Communications Hardware In The Post-Happy-Scaling Era
Alexios Balatsoukas-Stimming, Telecommunications Circuits Laboratory, École polytechnique fédérale de Lausanne Switzerland
Wednesday, 16/5/2018, 2pm, 137.Π.39
Abstract: During the so-called happy scaling era of integrated circuits, the increasing transistor count per unit area and the increasing energy-efficiency were able to offset the ever-increasing complexity of communications and digital signal processing algorithms. Unfortunately, the gains from circuit technology scaling have slowed down significantly in the last few years. In this talk, I will discuss some ways to ensure that the progress of the last decades is maintained, ranging from classical algorithm/hardware co-design to more interdisciplinary approaches. More specifically, I will first discuss the hardware implementation of successive cancellation list decoding and successive cancellation flip decoding of polar error-correcting codes (ECC), which were recently included in the next-generation 5G standard for wireless communications.
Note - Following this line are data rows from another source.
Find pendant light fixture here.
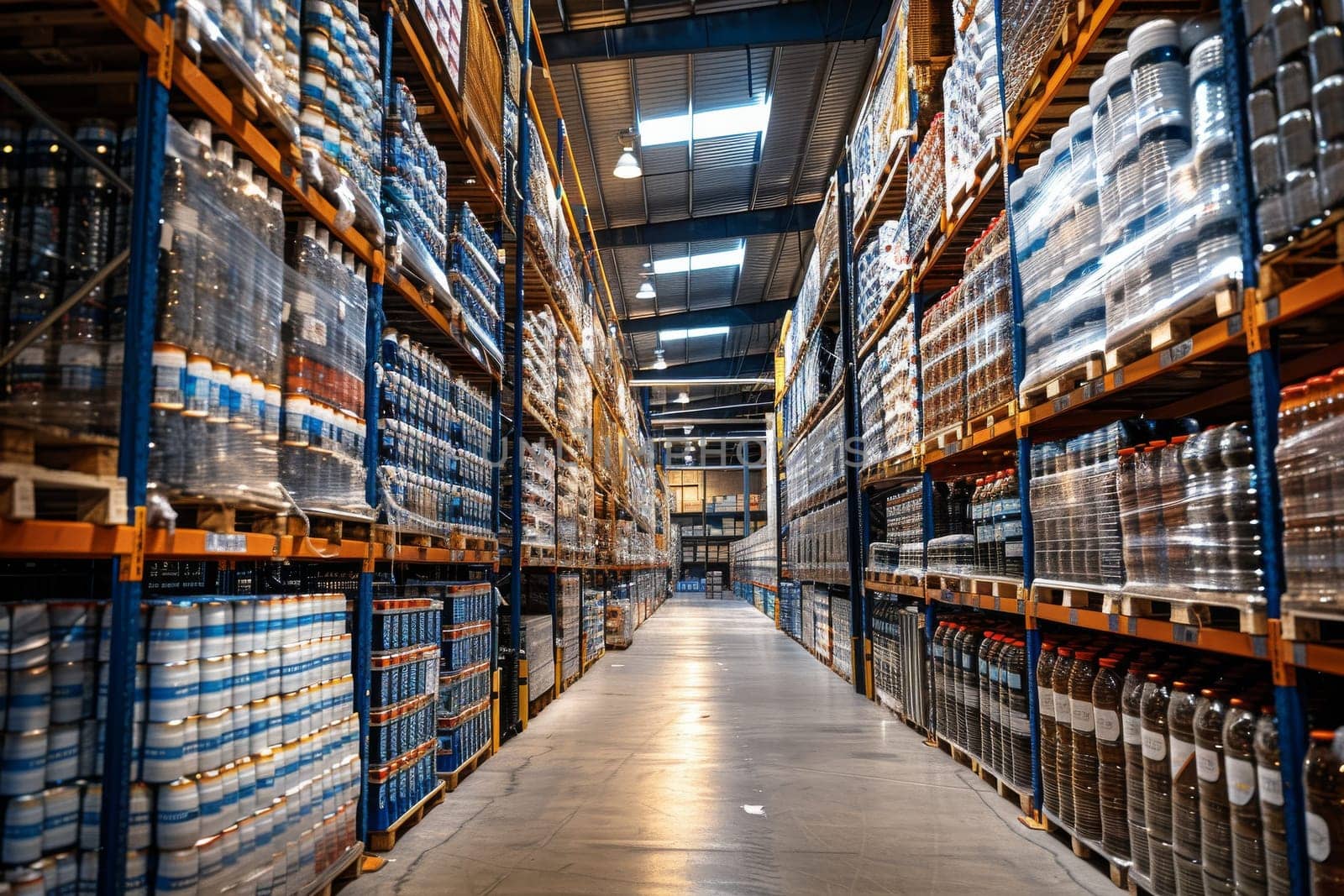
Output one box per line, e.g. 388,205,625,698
612,128,643,180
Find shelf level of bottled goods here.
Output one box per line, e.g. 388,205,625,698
777,0,1344,892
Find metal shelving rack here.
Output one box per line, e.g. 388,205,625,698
0,0,672,894
775,0,1327,893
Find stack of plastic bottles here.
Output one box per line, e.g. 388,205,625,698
150,121,286,500
1246,0,1344,249
298,0,383,244
0,118,134,435
942,0,1003,202
1274,368,1344,612
378,329,495,538
280,220,368,513
381,78,451,286
449,203,500,348
849,0,914,210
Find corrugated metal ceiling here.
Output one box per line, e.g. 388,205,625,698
533,0,876,381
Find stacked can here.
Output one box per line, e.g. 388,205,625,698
368,589,444,831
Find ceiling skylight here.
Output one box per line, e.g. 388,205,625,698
654,242,748,274
659,327,728,340
640,97,770,146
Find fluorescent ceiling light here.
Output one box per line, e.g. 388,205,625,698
659,327,728,340
640,99,770,146
654,242,748,274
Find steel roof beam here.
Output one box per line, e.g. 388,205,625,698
638,352,774,385
621,298,797,336
596,202,822,249
534,0,890,65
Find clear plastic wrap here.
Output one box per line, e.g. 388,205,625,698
381,78,449,283
1242,0,1344,250
849,0,914,208
858,215,910,332
280,220,370,516
150,123,286,501
1274,368,1344,612
1031,423,1133,589
728,525,780,584
378,329,495,538
906,112,948,259
296,0,385,246
175,0,300,146
1117,423,1265,607
942,0,1003,212
1000,0,1073,109
0,118,134,440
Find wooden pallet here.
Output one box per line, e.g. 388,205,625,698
0,419,117,477
253,508,374,544
171,495,286,535
1039,811,1131,889
368,780,448,853
1021,352,1106,410
302,844,365,896
372,522,453,549
439,744,492,793
968,578,1021,600
0,464,129,525
1278,595,1344,642
1102,594,1268,636
527,686,555,719
1031,582,1118,610
938,733,1032,815
1106,282,1242,371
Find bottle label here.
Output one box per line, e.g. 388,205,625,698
1121,713,1144,747
1223,757,1255,806
1306,810,1331,864
1172,737,1194,780
1142,728,1167,762
1093,706,1120,743
1068,699,1097,733
1194,746,1219,783
1255,766,1284,806
1037,685,1055,719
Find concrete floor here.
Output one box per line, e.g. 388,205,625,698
345,595,1120,896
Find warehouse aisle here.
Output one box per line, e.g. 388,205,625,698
345,595,1117,896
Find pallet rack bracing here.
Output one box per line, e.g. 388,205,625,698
0,3,669,892
775,0,1344,892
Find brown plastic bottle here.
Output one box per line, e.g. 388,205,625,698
1304,731,1344,896
1068,650,1100,841
1255,705,1292,896
1167,679,1203,893
1004,638,1031,793
1223,697,1265,893
1037,641,1059,818
1051,647,1074,827
1158,435,1189,579
1096,656,1129,858
1194,688,1232,892
1141,672,1176,893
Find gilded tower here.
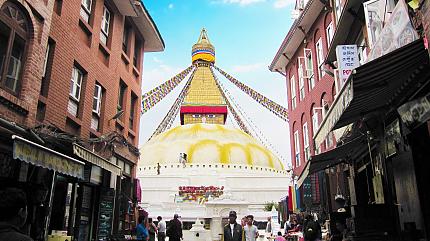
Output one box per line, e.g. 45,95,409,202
181,29,227,125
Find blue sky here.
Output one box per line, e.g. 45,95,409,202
140,0,294,169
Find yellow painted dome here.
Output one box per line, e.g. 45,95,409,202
139,124,284,170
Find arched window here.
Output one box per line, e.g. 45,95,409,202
0,2,29,95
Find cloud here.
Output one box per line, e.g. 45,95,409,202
273,0,295,8
231,63,265,73
212,0,266,6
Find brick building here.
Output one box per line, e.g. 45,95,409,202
269,0,336,212
271,0,430,240
0,0,164,240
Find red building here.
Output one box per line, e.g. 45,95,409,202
0,0,164,240
269,0,336,211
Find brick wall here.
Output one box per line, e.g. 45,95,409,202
286,12,334,175
0,0,54,127
44,0,143,164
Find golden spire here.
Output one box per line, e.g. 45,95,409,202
191,28,215,63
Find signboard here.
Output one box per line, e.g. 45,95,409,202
12,136,84,179
314,81,353,146
98,188,115,240
367,1,418,61
336,45,360,89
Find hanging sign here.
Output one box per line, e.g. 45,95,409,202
336,45,360,89
367,1,418,61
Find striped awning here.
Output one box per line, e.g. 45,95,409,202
12,135,85,179
314,39,430,146
73,143,121,176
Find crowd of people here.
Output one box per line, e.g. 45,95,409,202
136,214,183,241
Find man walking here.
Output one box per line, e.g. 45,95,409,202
157,216,166,241
0,188,33,241
167,214,183,241
223,211,243,241
243,215,258,241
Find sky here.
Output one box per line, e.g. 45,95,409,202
139,0,295,169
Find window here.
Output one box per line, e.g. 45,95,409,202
100,6,111,45
40,39,55,97
67,66,83,117
303,122,311,161
129,93,137,130
80,0,93,23
122,21,130,54
312,109,319,136
91,83,103,131
93,83,102,116
294,131,300,167
117,80,127,112
69,67,83,102
0,2,28,95
290,76,297,110
304,49,315,91
315,38,325,79
133,38,141,68
333,0,342,23
325,22,334,48
299,63,305,101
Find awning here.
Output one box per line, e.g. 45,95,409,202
314,39,429,146
73,143,121,176
12,135,85,179
297,136,367,187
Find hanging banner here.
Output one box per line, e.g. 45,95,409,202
367,1,418,62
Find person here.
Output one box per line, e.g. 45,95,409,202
303,214,321,241
167,214,183,241
157,216,166,241
266,217,272,236
0,188,33,241
275,231,287,241
136,215,149,240
243,215,258,241
148,218,157,241
223,211,243,241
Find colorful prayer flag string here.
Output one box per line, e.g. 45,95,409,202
142,65,195,114
213,66,288,121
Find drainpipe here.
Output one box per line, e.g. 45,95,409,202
0,117,45,144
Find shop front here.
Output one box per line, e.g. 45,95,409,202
310,39,430,240
0,135,85,240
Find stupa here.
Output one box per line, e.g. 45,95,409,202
137,29,290,240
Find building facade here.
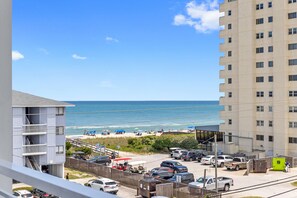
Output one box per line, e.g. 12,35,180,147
12,91,73,178
220,0,297,156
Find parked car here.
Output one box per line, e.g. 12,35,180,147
88,156,111,166
168,173,195,184
189,176,233,191
173,150,188,159
160,160,188,173
225,157,247,171
201,155,214,165
169,147,181,157
211,155,233,167
181,151,198,161
85,178,119,194
32,188,57,198
13,190,33,198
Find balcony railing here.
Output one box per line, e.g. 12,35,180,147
23,144,47,156
0,160,116,198
23,124,47,135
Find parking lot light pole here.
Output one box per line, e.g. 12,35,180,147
214,132,218,193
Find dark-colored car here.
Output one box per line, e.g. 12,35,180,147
160,160,188,173
32,188,58,198
88,156,111,166
168,173,195,184
181,151,198,161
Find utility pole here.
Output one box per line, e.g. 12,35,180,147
214,132,218,193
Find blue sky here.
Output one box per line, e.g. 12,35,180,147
13,0,222,101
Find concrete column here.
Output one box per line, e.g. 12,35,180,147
0,0,12,192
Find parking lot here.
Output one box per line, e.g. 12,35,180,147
128,154,297,198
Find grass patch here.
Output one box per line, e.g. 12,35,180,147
13,186,33,192
82,134,198,154
65,168,93,179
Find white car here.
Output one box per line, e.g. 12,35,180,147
86,178,119,194
201,155,214,165
13,190,33,198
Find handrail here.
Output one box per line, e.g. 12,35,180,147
0,159,116,198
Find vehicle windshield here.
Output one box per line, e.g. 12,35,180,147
105,182,117,186
196,177,204,183
173,162,182,166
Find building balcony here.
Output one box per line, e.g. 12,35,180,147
23,144,47,156
220,96,226,105
23,124,47,135
219,83,226,92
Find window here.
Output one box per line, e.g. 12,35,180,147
256,3,264,10
289,137,297,144
256,62,264,68
289,122,297,128
256,18,264,25
56,145,64,154
56,107,65,116
257,106,264,112
256,91,264,97
289,106,297,113
256,32,264,39
257,120,264,126
56,126,64,135
256,47,264,54
256,76,264,82
289,59,297,66
288,43,297,50
288,12,297,19
289,75,297,81
289,91,297,97
288,28,297,35
256,135,264,141
228,133,232,142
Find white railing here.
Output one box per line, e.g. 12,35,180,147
23,144,47,156
0,160,116,198
23,124,47,135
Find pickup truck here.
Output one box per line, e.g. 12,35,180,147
225,157,247,171
188,176,233,191
211,155,233,167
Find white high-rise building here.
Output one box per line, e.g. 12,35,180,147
220,0,297,156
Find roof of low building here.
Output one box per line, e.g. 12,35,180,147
12,90,74,107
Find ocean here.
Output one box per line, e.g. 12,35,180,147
66,101,223,135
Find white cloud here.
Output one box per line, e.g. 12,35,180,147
12,51,25,61
105,36,119,43
173,0,223,33
99,81,113,88
72,54,87,60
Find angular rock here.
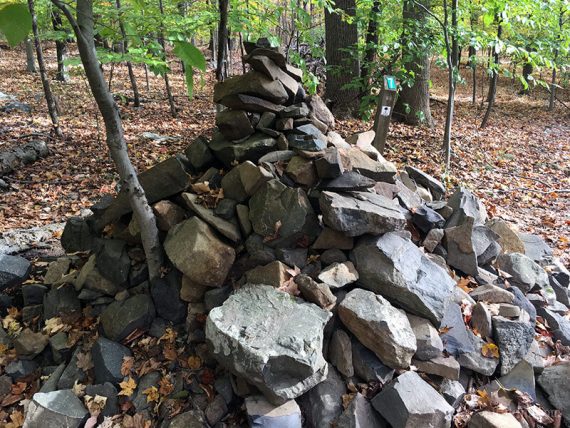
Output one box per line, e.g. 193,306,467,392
164,217,235,287
351,233,455,326
406,314,443,361
328,329,354,377
210,132,277,168
468,410,522,428
318,262,358,288
101,294,155,342
214,71,289,105
537,361,570,425
338,288,417,369
372,372,454,428
0,254,31,291
249,180,318,246
406,166,445,200
497,253,548,293
319,192,406,236
485,219,525,254
336,392,385,428
445,217,478,276
206,285,331,404
216,110,255,140
91,337,131,385
493,315,534,376
181,193,241,242
244,395,302,428
294,274,336,310
24,389,88,428
298,365,346,428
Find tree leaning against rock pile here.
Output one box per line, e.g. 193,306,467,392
0,38,570,428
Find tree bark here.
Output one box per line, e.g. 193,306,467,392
481,16,503,128
216,0,230,82
51,0,163,282
24,37,37,73
51,10,69,82
394,0,433,127
28,0,63,137
115,0,141,107
325,0,360,117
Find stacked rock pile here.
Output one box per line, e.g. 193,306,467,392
0,40,570,428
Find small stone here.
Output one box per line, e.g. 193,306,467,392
14,328,49,360
412,355,460,380
91,337,131,385
372,371,455,428
406,314,443,361
245,395,302,428
295,274,336,310
336,392,385,428
469,284,515,303
101,294,155,342
318,262,358,288
338,288,417,369
24,389,88,428
245,261,291,288
164,217,235,287
468,410,522,428
328,329,354,377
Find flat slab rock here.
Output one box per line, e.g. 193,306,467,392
351,233,455,326
206,284,331,405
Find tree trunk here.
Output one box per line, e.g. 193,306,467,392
28,0,63,137
158,0,178,117
24,37,37,73
216,0,230,82
481,17,503,128
115,0,141,107
325,0,360,117
394,0,433,127
360,0,380,85
51,10,69,82
51,0,163,282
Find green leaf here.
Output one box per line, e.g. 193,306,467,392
0,3,32,46
174,42,206,71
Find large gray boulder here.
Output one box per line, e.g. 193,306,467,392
249,180,320,246
351,233,455,326
164,217,235,287
319,192,406,236
338,288,417,369
206,284,331,404
24,389,88,428
537,361,570,427
372,371,455,428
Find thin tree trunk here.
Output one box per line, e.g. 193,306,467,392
325,0,360,117
28,0,63,137
360,0,380,85
481,16,503,128
394,0,433,127
216,0,229,82
158,0,178,117
51,0,163,282
51,10,69,82
24,37,37,73
115,0,141,107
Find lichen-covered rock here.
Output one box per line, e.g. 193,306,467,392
206,285,331,404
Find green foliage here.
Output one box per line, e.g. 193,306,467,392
0,1,32,46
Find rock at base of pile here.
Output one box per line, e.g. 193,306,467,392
206,284,331,404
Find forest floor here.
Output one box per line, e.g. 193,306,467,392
0,47,570,263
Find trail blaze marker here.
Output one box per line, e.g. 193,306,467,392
372,76,398,153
I will then examine the use of approximate computing techniques to increase the throughput and energy-efficiency of ECC decoders. Finally, I will present the application of tools from information theory and machine learning to the design of Terabit/s ECC decoders and non-linear self-interference cancellation in full-duplex radios, respectively.
Biography: Dr. Alexios Balatsoukas-Stimming received the Diploma and MSc degrees in Electronics and Computer Engineering from the Technical University of Crete, Chania, Greece, in 2010 and 2012, respectively, and a PhD in Computer and Communications Sciences from the École polytechnique fédérale de Lausanne (EPFL), Switzerland, in 2016. He spent one year at the European Laboratory for Particle Physics (CERN) as a Marie Skłodowska-Curie postdoctoral fellow and he is currently a postdoctoral researcher in the Telecommunications Circuits Laboratory at EPFL. His research interests include VLSI circuits for communications, error correction coding theory and practice, as well applications of approximate computing and machine learning to signal processing for communications.